O julgamento dos irmãos Romero Xavier Mengarde e Rodrigo Xavier Mengarde, réus pela morte de Raquel Cattani, ocorre hoje no fórum de Nova Mutum. O Tribunal do Júri é presidido pela juíza Ana Helena Alves Porcel Ronkoski.

Raquel Cattani, filha do deputado Gilberto Cattani, era produtora rural em Nova Mutum e foi assassinada a facadas em sua própria residência, no dia 18 de julho de 2024, no assentamento do Pontal do Marape. Rodrigo, seu ex-cunhado, é acusado de ser o autor dos golpes, ao passo em que o ex-marido dela, Romero, seria o autor intelectual do crime, num caso de grande repercussão pública.

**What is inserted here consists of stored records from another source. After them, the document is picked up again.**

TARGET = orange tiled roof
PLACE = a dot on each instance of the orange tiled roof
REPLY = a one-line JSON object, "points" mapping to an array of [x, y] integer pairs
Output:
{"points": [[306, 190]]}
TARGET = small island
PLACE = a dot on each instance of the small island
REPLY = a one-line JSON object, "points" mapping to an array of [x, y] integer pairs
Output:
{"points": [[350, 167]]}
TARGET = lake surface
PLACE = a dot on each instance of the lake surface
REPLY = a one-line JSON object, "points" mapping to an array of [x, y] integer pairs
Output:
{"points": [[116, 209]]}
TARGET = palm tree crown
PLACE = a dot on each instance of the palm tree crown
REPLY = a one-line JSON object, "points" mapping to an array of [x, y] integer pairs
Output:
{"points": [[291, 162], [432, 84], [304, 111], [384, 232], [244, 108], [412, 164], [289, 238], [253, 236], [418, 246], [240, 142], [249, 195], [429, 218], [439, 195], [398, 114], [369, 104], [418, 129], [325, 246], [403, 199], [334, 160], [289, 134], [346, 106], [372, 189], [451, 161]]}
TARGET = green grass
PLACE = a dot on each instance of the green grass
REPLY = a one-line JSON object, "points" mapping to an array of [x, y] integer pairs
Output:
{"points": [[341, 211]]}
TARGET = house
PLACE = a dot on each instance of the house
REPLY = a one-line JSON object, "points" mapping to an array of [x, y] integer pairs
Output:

Júri – atualização em tempo real:

A sessão do Tribunal do Júri iniciou às 8h21 com a leitura do termo de apregoamento. São levados a julgamento os réus Romero Xavier Mengarde e Rodrigo Xavier Mengarde, denunciados pelo Ministério Público do Estado de Mato Grosso, representado pelos promotores de Justiça João Marcos de Paula Alves e Andreia Monte Alegre Bezerra de Menezes. A defesa é realizada pela Defensoria Pública do Estado, com atuação do defensor Guilherme Ribeiro Rigon em favor de Rodrigo Xavier Mengarde e do defensor Mauro Cezar Duarte Filho em favor de Romero Xavier Mengarde.

Às 8h26, foi realizado o sorteio dos jurados que irão compor o Conselho de Sentença. O colegiado é formado por sete jurados, sendo dois homens e cinco mulheres.

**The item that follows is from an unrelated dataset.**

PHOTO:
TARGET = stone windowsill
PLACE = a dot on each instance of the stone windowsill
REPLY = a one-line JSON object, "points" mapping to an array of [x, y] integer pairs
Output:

Por volta das 8h50, iniciou a oitiva da primeira testemunha, o delegado Guilherme Pompeo Pimenta Negri, responsável pela condução das investigações. O delegado informou que, assim que a Polícia Civil tomou conhecimento da suspeita de feminicídio, as equipes foram imediatamente mobilizadas. Ele relatou que se deslocou da cidade de Tapurah, enquanto outras equipes seguiram para o local do crime, no Assentamento Pontal do Marape, adotando estratégia de atuação simultânea. Segundo o depoimento, o réu Romero Xavier Mengarde se apresentou espontaneamente às autoridades após ser informado dos fatos. O delegado afirmou que orientou a equipe a realizar o interrogatório inicial do réu para esclarecer sua rotina e deslocamentos no período do crime.

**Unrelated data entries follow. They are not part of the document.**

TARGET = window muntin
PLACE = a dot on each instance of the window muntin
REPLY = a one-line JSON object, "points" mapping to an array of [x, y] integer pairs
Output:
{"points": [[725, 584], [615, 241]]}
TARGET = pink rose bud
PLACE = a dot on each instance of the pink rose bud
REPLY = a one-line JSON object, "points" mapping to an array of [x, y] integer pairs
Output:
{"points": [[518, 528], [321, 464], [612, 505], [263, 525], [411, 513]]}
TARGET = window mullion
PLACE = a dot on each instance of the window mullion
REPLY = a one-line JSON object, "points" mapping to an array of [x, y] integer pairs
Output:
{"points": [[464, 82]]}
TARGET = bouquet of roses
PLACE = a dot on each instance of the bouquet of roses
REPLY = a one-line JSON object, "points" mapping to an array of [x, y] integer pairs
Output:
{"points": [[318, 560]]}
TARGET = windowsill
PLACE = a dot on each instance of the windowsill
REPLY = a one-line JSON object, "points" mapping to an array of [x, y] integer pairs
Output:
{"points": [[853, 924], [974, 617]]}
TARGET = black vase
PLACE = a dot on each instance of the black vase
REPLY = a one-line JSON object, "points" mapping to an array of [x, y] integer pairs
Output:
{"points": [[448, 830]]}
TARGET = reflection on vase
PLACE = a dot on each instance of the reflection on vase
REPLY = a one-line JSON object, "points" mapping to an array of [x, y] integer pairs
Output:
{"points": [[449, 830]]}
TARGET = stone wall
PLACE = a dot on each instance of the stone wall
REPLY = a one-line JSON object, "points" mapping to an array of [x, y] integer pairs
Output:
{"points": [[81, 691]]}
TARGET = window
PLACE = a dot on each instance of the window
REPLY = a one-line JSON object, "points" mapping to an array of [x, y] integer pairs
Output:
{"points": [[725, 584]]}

Durante a investigação, foi apurado que Romero teria passado por três casas de prostituição e permanecido na companhia de funcionários desses locais. Ainda conforme o delegado, imagens de câmeras registraram o veículo do réu saindo de Tapurah em direção ao Pontal do Marape, onde o crime ocorreu. Ao chegar ao local dos fatos, o delegado relatou que havia diversas autoridades presentes, mas que a cena estava devidamente preservada. Ele destacou que, inicialmente, a investigação apontava o ex-marido da vítima como principal suspeito, o que motivou a divisão estratégica das equipes entre Tapurah e o local do crime.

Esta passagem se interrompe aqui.